First Round of comparisons: 4 comparisons

$[0]<[4]$, $[2]<[6]$, $[1]<[5]$, $[3]<[7]$ (4 comparisons)

$[0,4]$ $[2,6]$ $[1,5]$ $[3,7]$

Second Round Comparisons: 6 comparisons

$[0]<[2]$, $[4]>[2]$, $[4]<[6]$ (3 comparisons, 6 is largest append w/o compare)

$[1]<[3]$, $[5]>[3]$, $[5]<[7]$ (3 comparisons, 7 is largest append w/o compare)

$[0,2,4,6]$ $[1,3,5,7]$

Third Round comparisons: 7 comparisons

$[0]<[1]$, $[2]>[1]$, $[2]<[3]$, $[4]>[3]$, $[4]<[5]$, $[6]>[5]$, $[6]<[7]$ (7 comparisons, 7 is largest append w/o compare)

$[0,1,2,3,4,5,6,7]$

Best-Case (all left < all right):

Original Array: $[0,1,2,3,4,5,6,7]$

First Partition: $[0,1,2,3]$ $[4,5,6,7]$

Second Partition: $[0,1]$ $[2,3]$ $[4,5]$ $[6,7]$

Third Partition: $[0]$ $[1]$ $[2]$ $[3]$ $[4]$ $[5]$ $[6]$ $[7]$

First Round of comparisons: 4 comparisons

$[0]<[1]$, $[2]<[3]$, $[4]<[5]$, $[6]<[7]$ (4 comparisons)

$[0,1]$ $[2,3]$ $[4,5]$ $[6,7]$

Second Round Comparisons: 4 comparisons

$[0]<[2]$, $[1]<[2]$ (2 comparisons, 2 & 3 are largest append w/o compare)

$[4]<[6]$, $[5]<[6]$ (2 comparisons, 6 & 7 are largest append w/o compare)

$[0,1,2,3]$ $[4,5,6,7]$

Third Round comparisons: 4 comparisons

$[0]<[4]$, $[1]<[4]$, $[2]<[4]$, $[3]<[4]$ (4 comparisons, entire right array is largest append w/o compare)

$[0,1,2,3,4,5,6,7]$

Answer 3

The advantage of merge sort in best cases arises when you sort linked lists. For example if you merge one list L1 with another L2 whose elements are all smaller, you will scan L1 and then directly attache L2 at the end of L1. That makes for $O(n_1)$ operations as opposed to $O(n_1+n_2)$.

If you want to work on arrays there are better options than merge sort.

Answer 4

The default Mergesort uses the default Merge algorithm, so we have to look at this to understand why it is better in best case.

• In best case, the default merge algorithm requires only $m$ comparisons for merging two sorted sequences of sizes $m$ and $n$.
• In average case, the default merge algorithm requires $m+n - ((m/(n+1)) + (n/(m+1)))$ comparisons for merging two sorted sequences of sizes $m$ and $n$.
• In worst case, the default merge algorithm requires $m+n-1$ comparisons for merging two sorted sequences of sizes $m$ and $n$.

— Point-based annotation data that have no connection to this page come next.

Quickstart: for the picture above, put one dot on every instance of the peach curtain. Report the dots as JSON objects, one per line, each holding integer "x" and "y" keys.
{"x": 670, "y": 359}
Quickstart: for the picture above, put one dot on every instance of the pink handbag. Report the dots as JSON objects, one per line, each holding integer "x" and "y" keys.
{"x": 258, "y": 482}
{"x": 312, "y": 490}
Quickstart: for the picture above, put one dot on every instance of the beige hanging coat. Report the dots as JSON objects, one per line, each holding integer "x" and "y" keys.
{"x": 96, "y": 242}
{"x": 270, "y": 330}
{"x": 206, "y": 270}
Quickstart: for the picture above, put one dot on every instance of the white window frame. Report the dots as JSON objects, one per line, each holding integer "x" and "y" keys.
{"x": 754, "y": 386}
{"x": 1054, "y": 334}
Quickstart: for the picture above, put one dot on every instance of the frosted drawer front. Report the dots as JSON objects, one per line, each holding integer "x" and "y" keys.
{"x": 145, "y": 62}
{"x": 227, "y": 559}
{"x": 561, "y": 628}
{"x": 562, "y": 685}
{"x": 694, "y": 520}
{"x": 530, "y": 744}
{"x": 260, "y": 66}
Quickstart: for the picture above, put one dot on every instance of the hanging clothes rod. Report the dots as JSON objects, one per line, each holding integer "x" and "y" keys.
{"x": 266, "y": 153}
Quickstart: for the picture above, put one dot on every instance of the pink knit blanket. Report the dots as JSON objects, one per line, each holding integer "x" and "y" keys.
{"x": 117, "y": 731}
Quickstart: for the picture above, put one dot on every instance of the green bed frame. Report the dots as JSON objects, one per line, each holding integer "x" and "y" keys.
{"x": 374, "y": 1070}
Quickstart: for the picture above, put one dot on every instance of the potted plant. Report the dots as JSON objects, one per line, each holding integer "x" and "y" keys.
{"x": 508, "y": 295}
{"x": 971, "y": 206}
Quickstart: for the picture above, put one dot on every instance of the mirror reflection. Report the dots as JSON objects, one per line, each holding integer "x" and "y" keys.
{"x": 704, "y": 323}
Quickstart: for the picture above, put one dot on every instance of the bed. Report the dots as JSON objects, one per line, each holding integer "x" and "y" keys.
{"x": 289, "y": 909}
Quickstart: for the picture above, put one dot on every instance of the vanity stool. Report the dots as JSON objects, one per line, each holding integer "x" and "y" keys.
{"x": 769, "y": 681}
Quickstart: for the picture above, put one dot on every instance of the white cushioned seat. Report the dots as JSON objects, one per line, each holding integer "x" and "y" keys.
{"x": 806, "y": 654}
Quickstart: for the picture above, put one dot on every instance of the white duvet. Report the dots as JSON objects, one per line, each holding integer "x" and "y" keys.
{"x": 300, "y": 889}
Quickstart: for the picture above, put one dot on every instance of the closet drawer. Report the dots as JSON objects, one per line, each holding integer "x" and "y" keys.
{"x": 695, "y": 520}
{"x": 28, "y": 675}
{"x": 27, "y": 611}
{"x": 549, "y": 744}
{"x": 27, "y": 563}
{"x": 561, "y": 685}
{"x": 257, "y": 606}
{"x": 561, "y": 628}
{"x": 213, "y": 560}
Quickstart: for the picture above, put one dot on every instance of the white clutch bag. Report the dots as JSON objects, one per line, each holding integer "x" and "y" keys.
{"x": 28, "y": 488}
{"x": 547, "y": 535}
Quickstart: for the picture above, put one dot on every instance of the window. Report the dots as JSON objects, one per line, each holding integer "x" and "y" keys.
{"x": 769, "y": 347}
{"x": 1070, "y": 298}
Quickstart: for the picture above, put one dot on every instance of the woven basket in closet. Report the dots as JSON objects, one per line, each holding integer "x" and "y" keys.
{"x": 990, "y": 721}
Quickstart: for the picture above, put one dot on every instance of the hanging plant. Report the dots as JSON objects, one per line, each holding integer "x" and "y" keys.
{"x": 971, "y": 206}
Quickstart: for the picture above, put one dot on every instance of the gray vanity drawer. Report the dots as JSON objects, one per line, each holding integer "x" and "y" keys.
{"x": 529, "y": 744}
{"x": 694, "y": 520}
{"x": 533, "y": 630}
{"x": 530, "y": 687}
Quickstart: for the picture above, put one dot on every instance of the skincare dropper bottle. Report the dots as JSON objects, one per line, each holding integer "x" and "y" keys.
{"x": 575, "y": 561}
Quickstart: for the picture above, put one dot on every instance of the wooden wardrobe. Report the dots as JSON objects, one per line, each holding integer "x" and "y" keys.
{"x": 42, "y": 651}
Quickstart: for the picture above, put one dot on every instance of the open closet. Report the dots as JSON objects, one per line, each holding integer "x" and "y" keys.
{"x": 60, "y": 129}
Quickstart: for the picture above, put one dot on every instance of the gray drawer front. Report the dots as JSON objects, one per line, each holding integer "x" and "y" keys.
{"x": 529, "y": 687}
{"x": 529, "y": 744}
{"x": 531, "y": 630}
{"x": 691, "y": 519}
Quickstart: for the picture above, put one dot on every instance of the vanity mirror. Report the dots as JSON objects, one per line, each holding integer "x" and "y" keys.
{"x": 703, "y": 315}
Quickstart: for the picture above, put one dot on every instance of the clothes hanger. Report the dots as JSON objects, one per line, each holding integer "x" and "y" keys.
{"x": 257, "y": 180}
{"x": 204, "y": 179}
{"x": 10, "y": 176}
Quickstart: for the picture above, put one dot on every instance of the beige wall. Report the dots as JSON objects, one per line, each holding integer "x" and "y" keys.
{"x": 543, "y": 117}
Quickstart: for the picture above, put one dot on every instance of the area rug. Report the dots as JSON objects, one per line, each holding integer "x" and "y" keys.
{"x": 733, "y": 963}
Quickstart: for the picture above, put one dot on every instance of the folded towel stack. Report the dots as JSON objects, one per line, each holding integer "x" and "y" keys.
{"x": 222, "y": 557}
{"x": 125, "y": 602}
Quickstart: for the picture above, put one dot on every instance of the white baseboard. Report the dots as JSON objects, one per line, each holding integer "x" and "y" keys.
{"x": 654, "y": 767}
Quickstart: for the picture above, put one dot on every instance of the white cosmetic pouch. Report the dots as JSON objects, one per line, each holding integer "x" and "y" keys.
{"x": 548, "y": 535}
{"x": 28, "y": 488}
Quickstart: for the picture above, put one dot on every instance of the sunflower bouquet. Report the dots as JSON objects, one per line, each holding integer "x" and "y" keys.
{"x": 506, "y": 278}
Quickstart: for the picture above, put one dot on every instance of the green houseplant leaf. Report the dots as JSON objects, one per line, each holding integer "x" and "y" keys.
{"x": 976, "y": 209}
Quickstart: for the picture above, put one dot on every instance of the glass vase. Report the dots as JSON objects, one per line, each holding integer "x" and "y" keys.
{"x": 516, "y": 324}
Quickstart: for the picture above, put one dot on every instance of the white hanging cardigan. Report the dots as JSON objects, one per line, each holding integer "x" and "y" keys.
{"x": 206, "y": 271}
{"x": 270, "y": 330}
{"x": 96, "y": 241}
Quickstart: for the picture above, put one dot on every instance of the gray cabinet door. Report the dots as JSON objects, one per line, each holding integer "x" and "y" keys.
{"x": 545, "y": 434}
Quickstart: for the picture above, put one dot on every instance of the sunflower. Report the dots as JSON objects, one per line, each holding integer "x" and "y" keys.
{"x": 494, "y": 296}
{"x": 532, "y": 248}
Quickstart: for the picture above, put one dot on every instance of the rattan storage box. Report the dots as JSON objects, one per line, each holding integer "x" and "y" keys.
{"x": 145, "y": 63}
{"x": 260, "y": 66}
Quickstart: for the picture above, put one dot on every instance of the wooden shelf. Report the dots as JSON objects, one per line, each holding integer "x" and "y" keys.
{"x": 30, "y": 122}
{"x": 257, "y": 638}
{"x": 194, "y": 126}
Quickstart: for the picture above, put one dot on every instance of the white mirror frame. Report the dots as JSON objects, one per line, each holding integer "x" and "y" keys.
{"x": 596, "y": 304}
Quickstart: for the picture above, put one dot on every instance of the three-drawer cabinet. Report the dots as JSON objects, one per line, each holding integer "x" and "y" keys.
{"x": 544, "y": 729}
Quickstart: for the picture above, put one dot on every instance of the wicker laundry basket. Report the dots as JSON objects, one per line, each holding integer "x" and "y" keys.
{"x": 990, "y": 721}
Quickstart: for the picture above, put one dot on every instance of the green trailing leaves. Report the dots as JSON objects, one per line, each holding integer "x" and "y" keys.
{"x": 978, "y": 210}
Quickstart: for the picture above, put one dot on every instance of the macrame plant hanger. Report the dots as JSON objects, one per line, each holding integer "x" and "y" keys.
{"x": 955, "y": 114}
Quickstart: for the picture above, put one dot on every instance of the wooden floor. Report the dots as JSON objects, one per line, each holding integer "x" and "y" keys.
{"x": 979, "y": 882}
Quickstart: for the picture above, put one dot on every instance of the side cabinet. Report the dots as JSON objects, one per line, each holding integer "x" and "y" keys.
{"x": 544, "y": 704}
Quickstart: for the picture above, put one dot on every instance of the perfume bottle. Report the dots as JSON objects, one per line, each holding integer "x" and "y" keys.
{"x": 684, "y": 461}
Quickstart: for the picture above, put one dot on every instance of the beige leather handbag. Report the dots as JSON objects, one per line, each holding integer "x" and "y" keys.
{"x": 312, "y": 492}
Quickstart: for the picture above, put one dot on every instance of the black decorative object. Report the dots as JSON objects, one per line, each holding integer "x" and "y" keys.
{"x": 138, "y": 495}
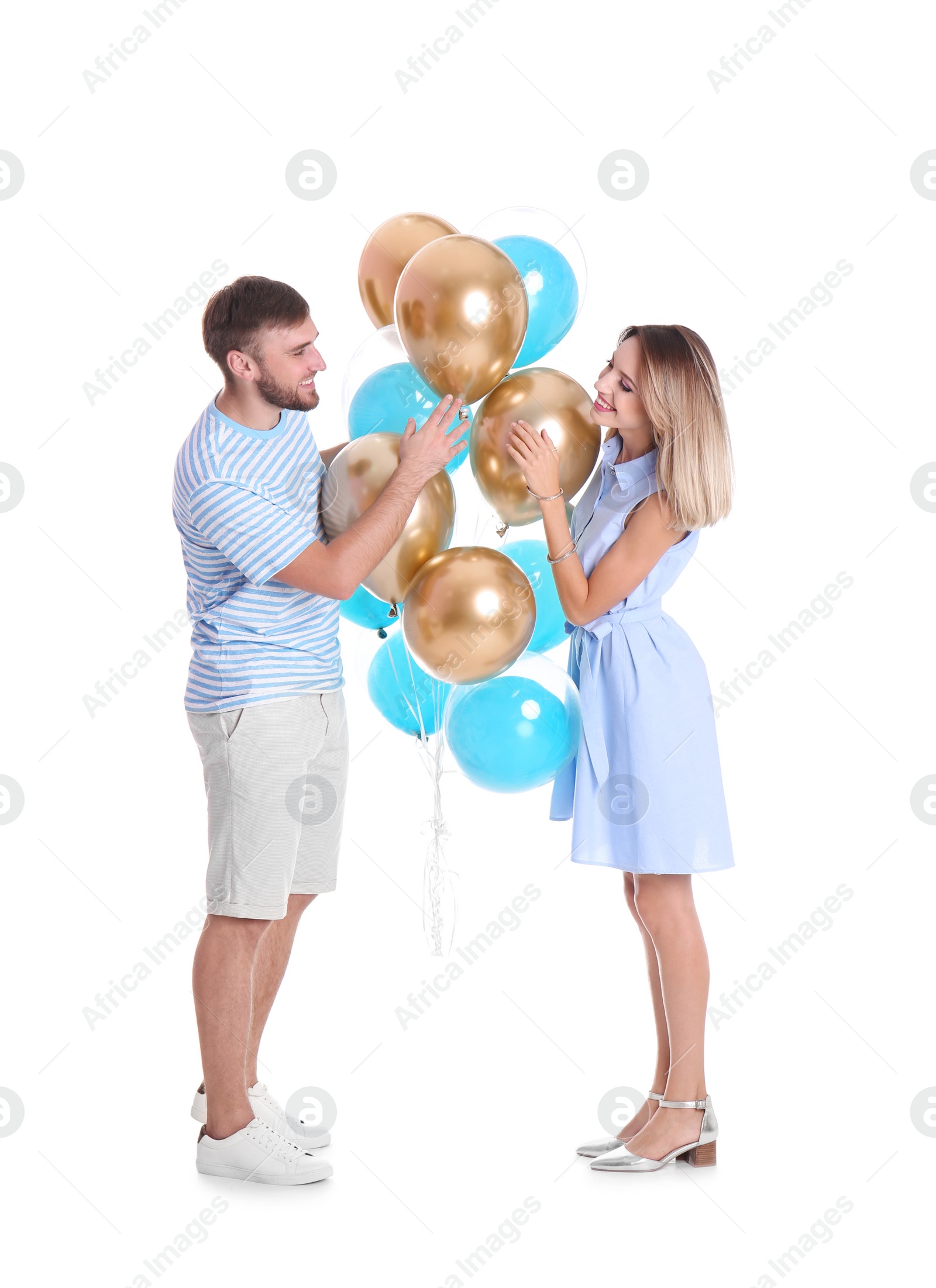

Additionally, in best case the runtime of the algorithm will be much faster because the CPU branch predictor will have nearly 100% accuracy in this case.

So, in best case with the default Mergesort we will only have improvements that come from the Merge routine.

When people say, Mergesort is much faster in best case, they often mean a Natural Mergesort variant like Powersort or Timsort. Those algorithms scan the input in a first step for already sorted parts (called runs). And then they merge these already sorted runs. Because of this, Natural Mergesorts are highly adapative and much faster in best case for data that is already sorted or nearly sorted.

But we can also get the default Mergesort to be very adaptive. But we would need to replace the merging routine here. The default merging routine is not adaptive and requires a Natural Mergesort for the adaptiveness. If we don't use a natural Mergesort, the merge routine becomes adpative by using a binary search. In worst case that will bring us $\approx 1.5$ times extra comparisons. This is the case, when the data is not sorted or completely random.